Amma, ilm-i hikmet dedikleri felsefe ise; hurûf-u mevcûdâtın tezyînâtında ve münâsebâtında dalmış ve sersemleşmiş, hakikatın yolunu şaşırmış... Şu kitab-ı kebîrin hurûfâtına “Mânâ-yı Harfî” ile, yâni Allah hesabına bakmak lâzım gelirken; öyle etmeyip “Mânâ-yı İsmî” ile, yâni mevcûdâta mevcûdât hesabına bakar, öyle bahseder. “Ne güzel yapılmış”a bedel, “Ne güzeldir” der, çirkinleştirir. Bununla kâinatı tahkir edip kendisine müştekî eder. Evet, dinsiz felsefe, hakikatsiz bir safsatadır ve kâinata bir tahkirdir...
İKİNCİ ESAS: Kur’an-ı Hakîm’in hikmeti, hayat-ı şahsiyyeye verdiği terbiyye-i ahlâkiyye ve hikmet-i felsefenin verdiği dersin muvâzenesi:
Felsefenin hâlis bir tilmizi, bir fir’avundur. Fakat menfâati için en hasis şeye ibâdet eden bir firâvun-u zelildir. Her menfaatli şey’i kendine “Rab” tanır. Hem o dinsiz şâkird, mütemerrid ve muanniddir. Fakat bir lezzet için nihayet zilleti kabûl eden miskin bir mütemerriddir. Şeytan gibi şahısların, bir menfaat-ı hasîse için ayağını öpmekle zillet gösterir denî bir muanniddir... Hem o dinsiz şâkird, cebbar bir mağrurdur. Fakat kalbinde nokta-i istinad bulmadığı için zâtında gayet acz ile âciz bir cebbar-ı hodfuruştur... Hem o şâkird, menfaatperest hodendiştir ki: Gaye-i himmeti, nefs ve batnın ve fercin hevesâtını tatmin ve menfaat-ı şahsiyyesini, bâzı menfaat-ı kavmîyye içinde arayan dessâs bir hodgâmdır.

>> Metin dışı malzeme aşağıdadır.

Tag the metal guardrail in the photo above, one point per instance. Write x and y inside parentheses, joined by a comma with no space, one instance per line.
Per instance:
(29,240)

Amma, hikmet-i Kur’anın hâlis tilmizi ise; bir abd’dir. Fakat, âzâm-ı mahlûkata da ibâdete tenezzül etmez. Hem cennet gibi âzâm-ı menfaat olan bir şey’i, gaye-i ibâdet kabûl etmez bir abd-i azizdir. Hem hakikî tilmizi mütevâzidir; selim, halimdir. Fakat, Fâtırının gayrına, daire-i izni haricinde ihtiyârıyla tezellüle tenezzül etmez. Hem, fakir ve zaîftir, fakr ve za’fını bilir. Fakat onun Mâlik-i Kerim’i, ona iddihar ettiği uhrevî servet ile müstağnîdir ve Seyyidinin nihayetsiz kudretine istinad ettiği için kavîdir... Hem, yalnız livechillâh, rızâ-i İlâhî için, fazilet için amel eder, çalışır... İşte, iki hikmetin verdiği terbiye, iki tilmizin muvâzenesiyle anlaşılır...
ÜÇÜNCÜ ESAS: Hikmet-i felsefe ile hikmet-i Kur’aniyyenin hayat-ı içtimaiyye-i beşeriyyeye verdiği terbiyeler:
Amma hikmet-i felsefe ise, hayat-ı içtimaiyyede nokta-i istinâdı, “Kuvvet” kabûl eder. Hedefi, “menfaat” bilir. Düstur-u hayatı, “Cidal” tanır. Cemâatlerin râbıtâsını, “Unsuriyyet, menfî milliyeti” tutar. Semerâtı ise, “Hevesât-ı nefsaniyyeyi tatmin ve hâcât-ı beşeriyyeyi tezyid”dir.